Let $$ P_k(z):=\sum_{i=0}^k\frac{(-1)^{k-i}k!(z+i)^{k-1}}{i!(k-i)!}=(-1)^k\sum_{i=0}^k(-1)^i{k\choose i}(z+i)^{k-1}=(-1)^kQ_k(z), $$ where $$ Q_k(z)=\sum_{i=0}^k(-1)^i{k\choose i}(z+i)^{k-1}. $$ Obviously $$ Q_1(z)=1-1=0 \quad \forall z $$ For $k \ge 2$ we have \begin{eqnarray} Q_k(z)&=&z^{k-1}+(-1)^k(z+k)^{k-1}+\sum_{i=1}^{k-1}(-1)^i{k\choose i}(z+i)^{k-1}\\ &=&z^{k-1}+(-1)^k(z+k)^{k-1}+\sum_{i=1}^{k-1}(-1)^i\left[{k-1\choose i}+{k-1\choose i-1}\right](z+i)^{k-1}\\ &=&z^{k-1}+\sum_{i=1}^{k-1}(-1)^i{k-1\choose i}(z+i)^{k-1}+\sum_{i=1}^{k-1}(-1)^i{k-1\choose i-1}(z+i)^{k-1}+(-1)^k(z+k)^{k-1}\\ &=&\sum_{i=0}^{k-1}(-1)^i{k-1\choose i}(z+i)^{k-1}+\sum_{i=1}^k(-1)^i{k-1\choose i-1}(z+i)^{k-1}\\ &=&Q_{k-1}(z)-\sum_{i=0}^{k-1}(-1)^i{k-1\choose i}(z+1+i)^{k-1}\\ &=&Q_{k-1}(z)-Q_{k-1}(z+1). \end{eqnarray} Since $Q_1(z)=0$ for every $z$, it follows by induction that $$ Q_k(z)=Q_{k-1}(z)-Q_{k-1}(z+1)=0 \quad \forall k \ge 2, \forall z. $$ Thus for every $z$ we have $$ P_k(z)=0 \quad \forall k \ge 1. $$

Answer 3

This can be shown using the identities $$ \begin{align} \sum_{k=0}^n(-1)^{n-k}\binom{n}{k}\binom{k}{m} &=\left\{\begin{array}{} 0&\text{if }n\ne m\\ 1&\text{if }n=m \end{array}\right.\\[6pt] &=[n=m]\tag{1} \end{align} $$ where $[\dots]$ are Iverson Brackets and $$ \sum_{k=0}^m\binom{n}{k}\,\begin{Bmatrix}m\\k\end{Bmatrix}k!=n^m\tag{2} $$ where $\begin{Bmatrix}n\\k\end{Bmatrix}$ is a Stirling number of the second kind.
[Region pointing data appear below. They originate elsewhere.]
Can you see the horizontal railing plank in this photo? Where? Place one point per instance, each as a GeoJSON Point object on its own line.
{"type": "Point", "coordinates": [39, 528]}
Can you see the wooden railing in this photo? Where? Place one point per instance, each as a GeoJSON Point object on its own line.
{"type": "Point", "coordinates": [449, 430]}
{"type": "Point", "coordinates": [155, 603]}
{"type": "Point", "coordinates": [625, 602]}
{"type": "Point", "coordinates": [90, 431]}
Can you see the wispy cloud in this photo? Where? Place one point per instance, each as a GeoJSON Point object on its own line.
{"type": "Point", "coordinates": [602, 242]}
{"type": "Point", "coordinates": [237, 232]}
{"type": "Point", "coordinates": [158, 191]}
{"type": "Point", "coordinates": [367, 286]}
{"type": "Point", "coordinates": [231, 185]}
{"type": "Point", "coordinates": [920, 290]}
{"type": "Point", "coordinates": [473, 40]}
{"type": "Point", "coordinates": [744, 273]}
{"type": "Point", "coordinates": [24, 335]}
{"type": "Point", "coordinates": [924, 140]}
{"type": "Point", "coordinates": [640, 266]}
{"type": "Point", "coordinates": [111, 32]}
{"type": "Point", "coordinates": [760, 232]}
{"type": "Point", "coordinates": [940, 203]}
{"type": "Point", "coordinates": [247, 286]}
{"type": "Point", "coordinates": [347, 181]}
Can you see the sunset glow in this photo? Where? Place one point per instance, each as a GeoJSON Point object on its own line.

This may look daunting because of the Stirling numbers, but all that $(2)$ really says is that $x^m$ can be written as a linear combination of binomial polynomials $\displaystyle\binom{x}{k}$ of degree $k\le m$.

Then, using $(1)$ and $(2)$, we have for $m\lt n$ $$ \begin{align} \sum_{k=0}^n(-1)^{n-k}\binom{n}{k}(x+k)^m &=\sum_{k=0}^n\sum_{j=0}^m(-1)^{n-k}\binom{n}{k}\binom{m}{j}x^{m-j}k^j\\ &=\sum_{k=0}^n\sum_{j=0}^m\sum_{i=0}^j(-1)^{n-k}\binom{n}{k}\binom{m}{j}x^{m-j}\binom{k}{i}\begin{Bmatrix}j\\i\end{Bmatrix}i!\\ &=\sum_{j=0}^m\sum_{i=0}^j\binom{m}{j}x^{m-j}\,[n=i]\,\begin{Bmatrix}j\\i\end{Bmatrix}i!\\ &=\sum_{j=0}^m\binom{m}{j}x^{m-j}\begin{Bmatrix}j\\n\end{Bmatrix}n!\\ &=0 \end{align} $$ since $\displaystyle\binom{m}{j}\begin{Bmatrix}j\\n\end{Bmatrix}=0$ if $m\lt n$.